The attacks also represent a violation of the Taliban's agreements with the United States in the February 2020 peace deal. Initial Taliban commitments to not target these cities were probably intended as leverage against a potentially protracted timeline of the withdrawal of US troops. With the withdrawal now expected by the end of August - although the official date is 11 September - the Taliban calculates that an expedited timeline for intensifying its offensives would probably force Afghan President Ashraf Ghani to resign and allow for an interim government that it would dominate, which is a key Taliban demand for a ceasefire. The attacks, however, are unlikely to represent a broader shift in Taliban intent to take control of the country militarily, even if it has the capability to do so as the Taliban is wary of internationally delegitimising the resultant government. A key indicator of shifting Taliban strategy would be its attempts to forcibly destabilise the Afghan government and its representatives in Kabul. For instance, the Taliban claimed the assassination of the director of Afghanistan's media centre, Dawa Khan Manepal, in Kabul on 6 August.
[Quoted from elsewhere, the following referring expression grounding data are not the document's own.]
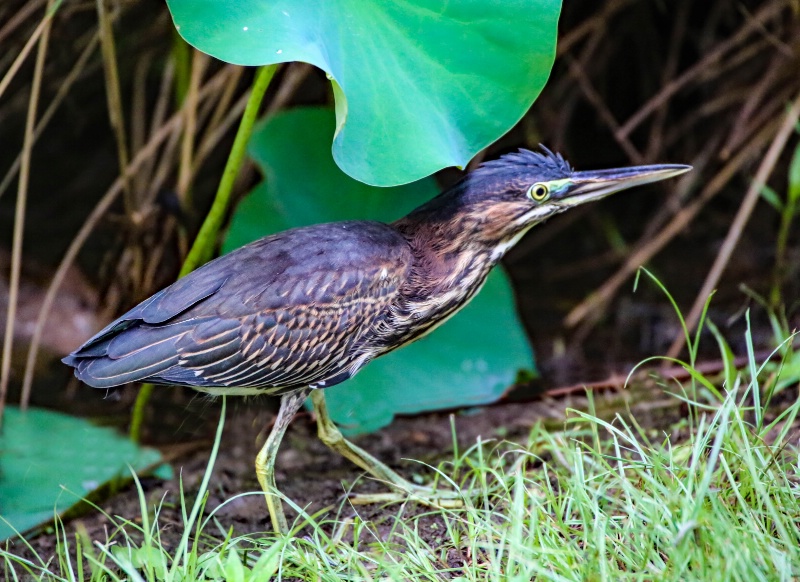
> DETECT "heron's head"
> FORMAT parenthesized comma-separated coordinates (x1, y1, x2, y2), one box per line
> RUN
(401, 147, 691, 258)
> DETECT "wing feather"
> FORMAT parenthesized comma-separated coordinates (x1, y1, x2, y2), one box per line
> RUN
(64, 221, 412, 393)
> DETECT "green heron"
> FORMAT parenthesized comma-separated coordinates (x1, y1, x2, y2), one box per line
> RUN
(63, 148, 690, 533)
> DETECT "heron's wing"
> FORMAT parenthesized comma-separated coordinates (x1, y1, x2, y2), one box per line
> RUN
(65, 222, 412, 391)
(62, 270, 227, 363)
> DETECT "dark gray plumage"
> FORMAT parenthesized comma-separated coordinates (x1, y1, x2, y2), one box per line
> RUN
(65, 222, 412, 394)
Afghan forces successfully resisting the Taliban in these cities would be a key indicator of President Ghani's options to delay a Taliban-dominated interim government.
Afghan security forces have a numerical advantage over the Taliban, although their morale is very likely to be challenged even further, given the Taliban's recent capture of provincial capitals. While Ghani's government is prioritizing major population centers holding these cities would be key to boosting government forces' morale, and would also allow Ghani to not yield to Taliban demands for the interim government. Security forces' morale would likely be further aided by civilian support.
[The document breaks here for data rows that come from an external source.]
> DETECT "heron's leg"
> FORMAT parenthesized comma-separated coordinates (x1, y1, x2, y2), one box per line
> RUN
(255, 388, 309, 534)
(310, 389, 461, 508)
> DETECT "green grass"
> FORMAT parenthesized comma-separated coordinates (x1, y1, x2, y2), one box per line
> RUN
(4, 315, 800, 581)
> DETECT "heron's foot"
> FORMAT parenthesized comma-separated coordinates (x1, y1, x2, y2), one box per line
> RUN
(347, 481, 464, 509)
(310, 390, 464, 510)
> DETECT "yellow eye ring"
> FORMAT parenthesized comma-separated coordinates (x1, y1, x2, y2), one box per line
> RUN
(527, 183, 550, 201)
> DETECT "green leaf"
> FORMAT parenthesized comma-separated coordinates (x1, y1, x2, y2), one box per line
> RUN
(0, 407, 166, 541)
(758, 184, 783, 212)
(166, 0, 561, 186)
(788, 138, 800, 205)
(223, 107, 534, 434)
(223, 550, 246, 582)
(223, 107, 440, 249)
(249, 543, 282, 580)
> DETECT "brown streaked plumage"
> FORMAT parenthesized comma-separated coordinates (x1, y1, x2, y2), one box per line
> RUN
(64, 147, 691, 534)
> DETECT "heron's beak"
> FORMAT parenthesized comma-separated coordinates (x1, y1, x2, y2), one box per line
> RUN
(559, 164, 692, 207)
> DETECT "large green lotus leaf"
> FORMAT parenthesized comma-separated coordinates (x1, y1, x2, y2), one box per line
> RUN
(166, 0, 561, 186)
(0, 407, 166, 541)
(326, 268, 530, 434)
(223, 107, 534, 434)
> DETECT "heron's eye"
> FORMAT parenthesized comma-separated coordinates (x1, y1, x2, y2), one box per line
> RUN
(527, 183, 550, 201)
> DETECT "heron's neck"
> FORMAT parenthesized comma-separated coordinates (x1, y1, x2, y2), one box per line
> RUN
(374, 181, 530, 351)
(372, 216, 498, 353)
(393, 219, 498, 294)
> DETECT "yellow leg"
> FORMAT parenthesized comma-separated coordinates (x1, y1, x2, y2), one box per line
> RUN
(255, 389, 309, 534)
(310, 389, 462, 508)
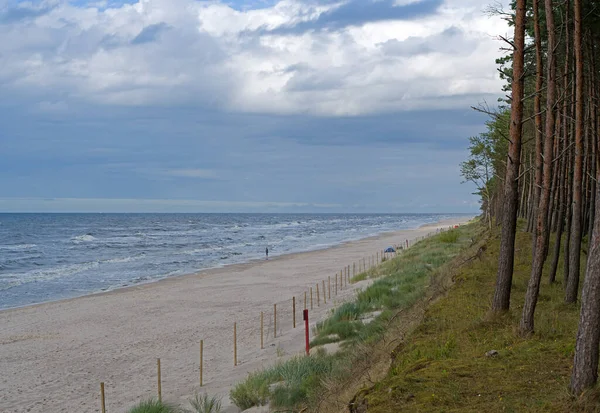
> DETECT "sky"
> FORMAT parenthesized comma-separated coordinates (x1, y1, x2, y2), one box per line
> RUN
(0, 0, 510, 213)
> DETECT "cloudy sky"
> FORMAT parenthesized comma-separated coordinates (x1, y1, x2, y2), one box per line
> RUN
(0, 0, 510, 213)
Even if the Taliban takes military control of provincial capitals with bigger populations, it is unlikely that the group intends to establish alternate local governance structures.
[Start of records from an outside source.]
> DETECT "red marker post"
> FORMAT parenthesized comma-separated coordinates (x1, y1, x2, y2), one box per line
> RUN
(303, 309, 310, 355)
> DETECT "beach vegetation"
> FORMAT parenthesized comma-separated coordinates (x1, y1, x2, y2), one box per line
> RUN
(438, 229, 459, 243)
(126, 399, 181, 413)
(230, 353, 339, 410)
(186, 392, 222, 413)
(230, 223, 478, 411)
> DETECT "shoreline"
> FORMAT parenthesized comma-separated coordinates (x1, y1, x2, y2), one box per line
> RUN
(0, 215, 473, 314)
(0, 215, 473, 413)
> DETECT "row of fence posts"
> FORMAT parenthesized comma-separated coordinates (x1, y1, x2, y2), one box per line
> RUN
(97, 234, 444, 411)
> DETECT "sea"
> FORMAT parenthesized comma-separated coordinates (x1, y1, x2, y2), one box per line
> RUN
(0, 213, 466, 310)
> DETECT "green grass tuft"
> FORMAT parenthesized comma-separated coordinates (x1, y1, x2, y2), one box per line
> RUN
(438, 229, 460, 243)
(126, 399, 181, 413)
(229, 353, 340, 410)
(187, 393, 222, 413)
For the abovementioned reasons of seeking a political resolution and forming a legitimate international government based in Kabul - outside of smaller cities like Zaranj and Sheberghan - should the Taliban come to control bigger population centers like Lashkar Gah, Herat, and/or Kandahar, this is unlikely to be followed by the establishment of alternate local governance structures. The group's capture of these cities would potentially be temporary depending on the Afghan forces' capability to retake them, particularly given the Taliban's broader objectives. The Taliban's current focus is on controlling supply chains and reducing revenue-generation avenues for the Afghan government, particularly import duties. A Ministry of Finance spokesperson said on 5 August that revenues from collection of these duties for the government had fallen from USD91 million in June to USD58 million in July after the Taliban took control of at least eight of 14 cross-border posts. These include Islam Qala, Spin Boldak, Wesh, and Ay Khanum, where the Taliban has now reportedly imposed its own tariffs on cross-border trade of goods.